My first question is if there are smaller examples for $n=4$, since the jump $1$, $2$, $162$ seems a bit drastic for $n=2, 3, 4$.

Is there a group $H$ of order less than $(60)⋅(162)$ such that $H/Ω_4(H)$ is the simple group of order $60$?

Probably, for each positive integer $n$, there is a finite group $H$ such that $H/Ω_n(H)$ is the simple group of order $60$. I am interested in whether such $H$ can be chosen to be "small" somehow.

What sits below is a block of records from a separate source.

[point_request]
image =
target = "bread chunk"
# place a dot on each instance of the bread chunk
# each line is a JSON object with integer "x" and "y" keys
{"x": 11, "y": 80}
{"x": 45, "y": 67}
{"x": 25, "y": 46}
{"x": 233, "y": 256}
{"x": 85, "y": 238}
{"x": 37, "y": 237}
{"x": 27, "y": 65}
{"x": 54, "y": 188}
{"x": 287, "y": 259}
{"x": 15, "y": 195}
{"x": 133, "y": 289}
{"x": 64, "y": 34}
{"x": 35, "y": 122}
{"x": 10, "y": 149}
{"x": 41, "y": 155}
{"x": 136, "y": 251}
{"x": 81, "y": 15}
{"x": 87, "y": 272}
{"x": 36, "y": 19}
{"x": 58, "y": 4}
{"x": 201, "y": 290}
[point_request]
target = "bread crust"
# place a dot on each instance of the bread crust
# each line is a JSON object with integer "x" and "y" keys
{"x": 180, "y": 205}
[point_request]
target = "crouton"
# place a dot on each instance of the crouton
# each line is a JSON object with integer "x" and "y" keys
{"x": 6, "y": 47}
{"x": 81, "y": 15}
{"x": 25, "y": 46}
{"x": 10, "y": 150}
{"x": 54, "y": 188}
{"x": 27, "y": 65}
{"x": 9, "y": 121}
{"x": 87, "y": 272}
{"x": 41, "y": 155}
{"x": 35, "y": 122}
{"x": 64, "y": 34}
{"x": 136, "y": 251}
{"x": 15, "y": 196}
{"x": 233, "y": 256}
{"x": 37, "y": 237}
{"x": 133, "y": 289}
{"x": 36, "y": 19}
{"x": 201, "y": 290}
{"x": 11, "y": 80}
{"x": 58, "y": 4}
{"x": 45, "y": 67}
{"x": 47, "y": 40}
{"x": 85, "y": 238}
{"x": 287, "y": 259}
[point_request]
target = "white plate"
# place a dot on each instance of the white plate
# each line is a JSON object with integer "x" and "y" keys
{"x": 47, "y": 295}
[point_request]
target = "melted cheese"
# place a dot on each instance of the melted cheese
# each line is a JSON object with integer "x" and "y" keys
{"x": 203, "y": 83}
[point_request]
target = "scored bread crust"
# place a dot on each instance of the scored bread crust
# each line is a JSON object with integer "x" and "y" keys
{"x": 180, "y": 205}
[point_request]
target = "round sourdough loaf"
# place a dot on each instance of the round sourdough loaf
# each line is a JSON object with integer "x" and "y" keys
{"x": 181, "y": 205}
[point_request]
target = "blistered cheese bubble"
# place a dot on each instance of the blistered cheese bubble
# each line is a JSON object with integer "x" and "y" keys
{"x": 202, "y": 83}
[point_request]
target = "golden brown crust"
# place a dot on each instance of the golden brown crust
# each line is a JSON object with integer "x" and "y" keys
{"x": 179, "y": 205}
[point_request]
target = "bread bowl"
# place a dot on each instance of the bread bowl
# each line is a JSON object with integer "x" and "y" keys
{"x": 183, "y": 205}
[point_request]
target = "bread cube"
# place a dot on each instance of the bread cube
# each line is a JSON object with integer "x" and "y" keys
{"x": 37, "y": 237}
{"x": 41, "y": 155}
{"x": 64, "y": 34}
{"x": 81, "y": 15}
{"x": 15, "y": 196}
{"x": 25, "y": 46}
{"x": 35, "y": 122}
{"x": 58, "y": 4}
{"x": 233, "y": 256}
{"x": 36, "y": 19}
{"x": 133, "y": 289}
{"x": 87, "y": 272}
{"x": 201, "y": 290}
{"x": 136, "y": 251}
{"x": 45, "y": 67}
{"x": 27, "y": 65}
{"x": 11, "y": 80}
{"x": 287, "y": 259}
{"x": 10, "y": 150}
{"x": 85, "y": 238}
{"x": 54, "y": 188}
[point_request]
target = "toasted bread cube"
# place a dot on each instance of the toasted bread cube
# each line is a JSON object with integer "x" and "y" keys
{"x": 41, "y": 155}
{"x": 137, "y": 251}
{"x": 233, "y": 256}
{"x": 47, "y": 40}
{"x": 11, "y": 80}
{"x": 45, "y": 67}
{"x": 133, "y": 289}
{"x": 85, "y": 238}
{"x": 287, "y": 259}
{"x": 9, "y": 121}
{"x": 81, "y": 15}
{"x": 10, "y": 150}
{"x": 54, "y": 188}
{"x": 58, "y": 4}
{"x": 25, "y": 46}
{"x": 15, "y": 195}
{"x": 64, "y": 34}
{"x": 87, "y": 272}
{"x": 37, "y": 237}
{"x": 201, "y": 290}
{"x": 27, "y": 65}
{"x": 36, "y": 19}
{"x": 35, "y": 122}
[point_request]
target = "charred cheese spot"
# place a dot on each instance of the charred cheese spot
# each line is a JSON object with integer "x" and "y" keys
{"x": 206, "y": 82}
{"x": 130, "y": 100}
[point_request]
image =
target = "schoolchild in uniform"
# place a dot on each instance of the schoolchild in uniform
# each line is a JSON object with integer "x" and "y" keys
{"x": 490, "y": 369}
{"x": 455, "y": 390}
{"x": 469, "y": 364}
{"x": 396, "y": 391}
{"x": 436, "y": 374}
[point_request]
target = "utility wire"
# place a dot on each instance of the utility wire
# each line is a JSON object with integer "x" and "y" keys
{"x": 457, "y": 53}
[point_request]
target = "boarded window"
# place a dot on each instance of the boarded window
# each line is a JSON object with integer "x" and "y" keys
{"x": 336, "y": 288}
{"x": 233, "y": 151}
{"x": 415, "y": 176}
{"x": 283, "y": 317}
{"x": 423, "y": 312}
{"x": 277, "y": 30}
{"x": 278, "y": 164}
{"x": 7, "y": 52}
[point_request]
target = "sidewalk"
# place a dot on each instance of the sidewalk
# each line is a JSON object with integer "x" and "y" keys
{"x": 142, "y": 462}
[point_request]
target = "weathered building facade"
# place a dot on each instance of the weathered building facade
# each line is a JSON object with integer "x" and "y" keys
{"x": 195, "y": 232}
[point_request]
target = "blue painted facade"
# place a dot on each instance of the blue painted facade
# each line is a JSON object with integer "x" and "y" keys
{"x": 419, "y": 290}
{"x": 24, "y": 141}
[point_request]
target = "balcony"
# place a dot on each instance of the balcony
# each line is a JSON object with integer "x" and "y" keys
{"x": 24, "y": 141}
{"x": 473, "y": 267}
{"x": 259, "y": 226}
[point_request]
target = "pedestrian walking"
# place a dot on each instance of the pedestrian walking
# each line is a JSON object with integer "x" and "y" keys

Is there a sequence of finite groups $H_n$ and a constant $C$ such that $H_n/Ω_n(H_n)$ is the simple group of order $60$ and such that $|H_n| ≤ C⋅n$?

I would also be fine with some references to where such a problem is discussed. It would be nice if there was some sort of analogue to the Schur multiplier describing the largest non-silly kernel, and a clear definition of what a silly kernel is (I think it is too much to ask for a non-silly kernel to be contained in the Frattini subgroup, and I think it might be unreasonable to ask for the maximum amongst minimal kernels).

In case it helps, here are some reduced cases that I know can be handled:

A simpler example: if instead of the simple group of order $60$, we concentrate on the simple group of order $2$, then we can choose $H_n$ to be the cyclic group of order $2^{1+\operatorname{lg}(n−1)}$ when $n≥2$, and the order of $H_n$ is bounded above and below by multiples of $n$. We can create much larger $H_n$ for $n≥3$ by taking the direct product of our small $H_n$ with an elementary abelian $2$-group of large order, but then $Ω_n(H_n×2^n) = Ω_n(H_n)×2^n$ has just become silly since the entire elementary abelian $2$-group part, $2^n$, is unrelated and uses a lot of extra generators, that is, it is not contained within the Frattini subgroup.

A moderate example: if instead of the simple group of order $60$, we take the non-abelian group of order $6$, then I can find a natural choice of $H_n$ with $|H_n| ≤ C⋅n$, but I am not sure if there are other reasonable choices. My choice of $H_n$ has $Φ(H_n)=1$, which suggests to me that Frattini extensions may not be the right idea.